Cette petite famille est adorable je m'y sens comme à la maison. La petite SARAH très débrouillarde et autonome du haut de ses 4 ans m'appelle Amou, ce qui veut dire tonton en Farsi, c'est trop mignon dans la bouche de cette petite fille. J'étais content et pensais retrouver un peu de féminité dans ce pays où les femmes portent en permanence le hijab mais il n'en est rien, MAHIED porte en permanence l'hijab. C'est vraiment dur pour moi de voir cette perte de féminité car c'est bien de cela qu' il s'agit. Bon il n'y a eu qu'à accepter.
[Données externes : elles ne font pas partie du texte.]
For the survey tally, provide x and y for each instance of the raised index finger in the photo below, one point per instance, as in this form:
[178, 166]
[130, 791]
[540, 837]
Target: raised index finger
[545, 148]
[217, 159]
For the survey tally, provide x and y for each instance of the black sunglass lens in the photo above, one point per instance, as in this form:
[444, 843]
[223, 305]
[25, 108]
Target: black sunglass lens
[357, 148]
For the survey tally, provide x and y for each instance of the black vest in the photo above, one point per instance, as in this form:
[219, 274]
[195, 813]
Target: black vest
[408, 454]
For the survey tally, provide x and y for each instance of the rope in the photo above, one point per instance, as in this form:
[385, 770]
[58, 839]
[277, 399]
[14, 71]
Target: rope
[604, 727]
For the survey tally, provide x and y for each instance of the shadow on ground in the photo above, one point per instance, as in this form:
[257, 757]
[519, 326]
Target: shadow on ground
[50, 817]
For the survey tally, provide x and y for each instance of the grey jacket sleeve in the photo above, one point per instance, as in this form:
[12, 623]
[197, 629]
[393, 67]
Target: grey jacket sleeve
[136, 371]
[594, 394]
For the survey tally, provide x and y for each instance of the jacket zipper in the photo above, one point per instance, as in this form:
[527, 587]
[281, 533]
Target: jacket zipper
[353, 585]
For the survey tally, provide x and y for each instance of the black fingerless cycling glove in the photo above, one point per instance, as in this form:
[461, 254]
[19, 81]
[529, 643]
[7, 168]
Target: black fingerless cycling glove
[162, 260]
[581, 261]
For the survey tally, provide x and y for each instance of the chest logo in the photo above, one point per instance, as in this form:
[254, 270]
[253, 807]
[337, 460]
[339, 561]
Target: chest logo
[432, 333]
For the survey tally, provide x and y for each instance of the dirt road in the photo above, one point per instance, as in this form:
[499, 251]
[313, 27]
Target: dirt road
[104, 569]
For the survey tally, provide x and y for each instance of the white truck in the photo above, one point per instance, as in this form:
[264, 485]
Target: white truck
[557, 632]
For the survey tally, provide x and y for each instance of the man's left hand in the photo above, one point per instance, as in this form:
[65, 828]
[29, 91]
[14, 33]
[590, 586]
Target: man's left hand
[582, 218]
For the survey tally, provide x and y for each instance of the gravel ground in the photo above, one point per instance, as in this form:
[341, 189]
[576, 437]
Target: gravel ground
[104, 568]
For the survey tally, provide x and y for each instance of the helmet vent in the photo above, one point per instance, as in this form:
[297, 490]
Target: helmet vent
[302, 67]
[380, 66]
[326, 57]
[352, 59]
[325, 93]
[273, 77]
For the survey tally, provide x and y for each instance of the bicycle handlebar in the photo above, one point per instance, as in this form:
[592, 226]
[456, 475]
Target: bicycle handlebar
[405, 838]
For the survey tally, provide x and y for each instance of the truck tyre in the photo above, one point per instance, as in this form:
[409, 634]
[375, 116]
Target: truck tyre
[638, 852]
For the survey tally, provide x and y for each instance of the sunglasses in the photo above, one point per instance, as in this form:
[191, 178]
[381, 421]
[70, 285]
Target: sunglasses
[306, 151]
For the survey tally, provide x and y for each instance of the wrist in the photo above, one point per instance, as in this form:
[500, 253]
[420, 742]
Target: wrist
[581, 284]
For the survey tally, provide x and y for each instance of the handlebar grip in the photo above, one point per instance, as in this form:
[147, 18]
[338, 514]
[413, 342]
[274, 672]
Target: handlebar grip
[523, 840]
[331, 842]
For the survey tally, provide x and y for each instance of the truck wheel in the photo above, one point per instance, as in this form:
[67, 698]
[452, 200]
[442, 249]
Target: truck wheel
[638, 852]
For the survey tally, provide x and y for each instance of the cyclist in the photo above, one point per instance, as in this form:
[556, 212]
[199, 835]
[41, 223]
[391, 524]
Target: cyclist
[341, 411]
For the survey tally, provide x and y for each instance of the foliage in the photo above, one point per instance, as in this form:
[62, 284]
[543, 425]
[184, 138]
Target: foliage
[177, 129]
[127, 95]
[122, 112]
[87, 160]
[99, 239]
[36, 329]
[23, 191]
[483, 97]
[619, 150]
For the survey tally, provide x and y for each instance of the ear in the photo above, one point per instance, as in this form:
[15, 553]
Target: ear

Je vais partager plus de 3 jours au sein de cette famille et vivre des moments délicieux et apprendre plus sur ce pays et cette culture.

Les repas et petit dej concoctés par MAHYED sont copieux et délicieux. 

Je partage des moments simples avec SEYED mais des moments très agréables, je ne peux rien payer, c'est complètement fou.

Parti en ballade en haut d'une colline pour voir Mashhad by night, les temperatures y sont enfin agréable, car il fait très très chaud le jour. Les familles pisue-niquent dans le parc. Il y règne une belle atmosphère, ça prie, ça fume la chicha, c'est très convivial. En haut de la colline, il y a des tombes de soldats où les gens se recueillent . En rentrant, on écoute de la musique dans sa voiture, musique Française s'il vous plait, mais pas que : j'ai droit à Lara Fabian, à Celine Dion et Cristina and the queen, la musique est à fond et SEYED fait plusieurs fois le tour du paté de maison pour écouter une autre chanson, c'est super sympa mais je suis épuisé, il es 00 h, les Iraniens veillent tard. C'est là qu'ils pratiquent leur activité sportive notamment. Il fait moins chaud, mais ils se lèvent tôt, aussi en fait ils dorment peu.

Magnifique pleine lune ce soir, accompagné d'une éclipse partielle.